The news came two days after the now-bankrupt FTX won court approval to sell its cryptocurrency assets to repay customers in U.S. dollars.
The decision by U.S. Bankruptcy Judge John Dorsey in Wilmington, Delaware, is designed to reduce risks associated with price volatility in the crypto markets.
Under the plan, FTX can sell up to $100 million in cryptocurrency per week, and is permitted to enter into hedging and staking agreements to lower the risk of price volatility and earn passive income on more mainstream crypto assets like bitcoin and ether.

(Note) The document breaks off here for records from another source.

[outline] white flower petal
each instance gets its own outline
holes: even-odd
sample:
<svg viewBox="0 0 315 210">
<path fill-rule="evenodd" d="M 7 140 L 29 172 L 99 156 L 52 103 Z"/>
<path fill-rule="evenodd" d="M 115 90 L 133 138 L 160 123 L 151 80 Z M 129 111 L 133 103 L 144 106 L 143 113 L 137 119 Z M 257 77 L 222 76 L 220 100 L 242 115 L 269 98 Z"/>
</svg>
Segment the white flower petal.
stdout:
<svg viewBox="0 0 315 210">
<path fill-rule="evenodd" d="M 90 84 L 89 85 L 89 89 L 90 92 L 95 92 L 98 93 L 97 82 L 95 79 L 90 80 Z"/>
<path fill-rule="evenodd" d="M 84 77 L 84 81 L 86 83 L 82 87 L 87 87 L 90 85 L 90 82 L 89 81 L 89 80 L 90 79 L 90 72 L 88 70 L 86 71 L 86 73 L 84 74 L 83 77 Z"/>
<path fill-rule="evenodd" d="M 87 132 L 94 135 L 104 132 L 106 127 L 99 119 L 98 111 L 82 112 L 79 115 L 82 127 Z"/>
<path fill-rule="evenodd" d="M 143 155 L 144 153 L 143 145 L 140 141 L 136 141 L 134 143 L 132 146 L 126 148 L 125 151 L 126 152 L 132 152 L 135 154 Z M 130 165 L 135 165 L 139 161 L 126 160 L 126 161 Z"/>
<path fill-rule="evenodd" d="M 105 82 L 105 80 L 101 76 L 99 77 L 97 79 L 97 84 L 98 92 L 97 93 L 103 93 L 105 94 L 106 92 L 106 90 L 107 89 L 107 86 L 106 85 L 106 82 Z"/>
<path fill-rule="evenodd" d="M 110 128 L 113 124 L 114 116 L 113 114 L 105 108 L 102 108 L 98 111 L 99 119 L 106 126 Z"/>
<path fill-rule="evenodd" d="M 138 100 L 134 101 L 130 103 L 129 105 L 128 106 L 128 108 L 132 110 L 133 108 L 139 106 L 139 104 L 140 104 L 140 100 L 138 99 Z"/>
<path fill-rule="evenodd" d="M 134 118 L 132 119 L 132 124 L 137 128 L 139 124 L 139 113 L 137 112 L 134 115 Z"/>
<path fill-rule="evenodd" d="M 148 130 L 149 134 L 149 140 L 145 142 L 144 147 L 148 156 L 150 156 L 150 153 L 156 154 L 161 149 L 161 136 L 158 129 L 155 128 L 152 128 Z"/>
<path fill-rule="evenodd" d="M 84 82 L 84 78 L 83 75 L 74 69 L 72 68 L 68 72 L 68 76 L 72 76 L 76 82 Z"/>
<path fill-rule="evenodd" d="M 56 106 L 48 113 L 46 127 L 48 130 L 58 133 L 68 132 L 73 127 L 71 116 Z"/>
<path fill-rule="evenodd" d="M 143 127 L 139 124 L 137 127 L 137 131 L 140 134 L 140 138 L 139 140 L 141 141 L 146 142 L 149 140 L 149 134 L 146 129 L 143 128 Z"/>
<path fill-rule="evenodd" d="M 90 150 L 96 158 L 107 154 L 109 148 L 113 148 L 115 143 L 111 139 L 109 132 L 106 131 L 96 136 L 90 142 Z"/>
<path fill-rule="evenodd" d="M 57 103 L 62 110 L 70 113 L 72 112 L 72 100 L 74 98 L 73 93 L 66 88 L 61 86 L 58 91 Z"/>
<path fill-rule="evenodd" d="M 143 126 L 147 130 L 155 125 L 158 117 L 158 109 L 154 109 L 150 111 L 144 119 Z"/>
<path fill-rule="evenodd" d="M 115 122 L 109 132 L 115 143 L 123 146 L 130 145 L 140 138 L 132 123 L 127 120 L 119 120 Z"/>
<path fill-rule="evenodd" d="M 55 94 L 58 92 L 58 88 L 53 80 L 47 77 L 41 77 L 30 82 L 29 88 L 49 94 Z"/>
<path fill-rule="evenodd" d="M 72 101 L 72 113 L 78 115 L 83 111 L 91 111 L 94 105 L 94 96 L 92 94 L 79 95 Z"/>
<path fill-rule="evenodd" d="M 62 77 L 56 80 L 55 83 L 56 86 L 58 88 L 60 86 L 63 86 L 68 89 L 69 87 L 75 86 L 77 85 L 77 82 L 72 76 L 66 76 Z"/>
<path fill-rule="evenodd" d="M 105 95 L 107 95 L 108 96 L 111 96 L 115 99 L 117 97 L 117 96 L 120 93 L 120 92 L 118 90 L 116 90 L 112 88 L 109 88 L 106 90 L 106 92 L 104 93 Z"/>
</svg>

The request was made by FTX and received the blessing of the committee representing FTX’s customers in the bankruptcy, along with an ad hoc committee representing non-U.S. customers with deposits on FTX.com’s international exchange.
Dorsey also allowed FTX to increase its liquidation pace to up to $200 million per week, subject to agreement from both creditors committees. FTX has revealed that it owns $3.4 billion in cryptocurrencies, including significant holdings in solana, bitcoin and ether.
Last week also saw reports that FTX is set for a potential revival, with the exchange’s estate having reached out to more than 75 potential bidders since May and gotten several bids.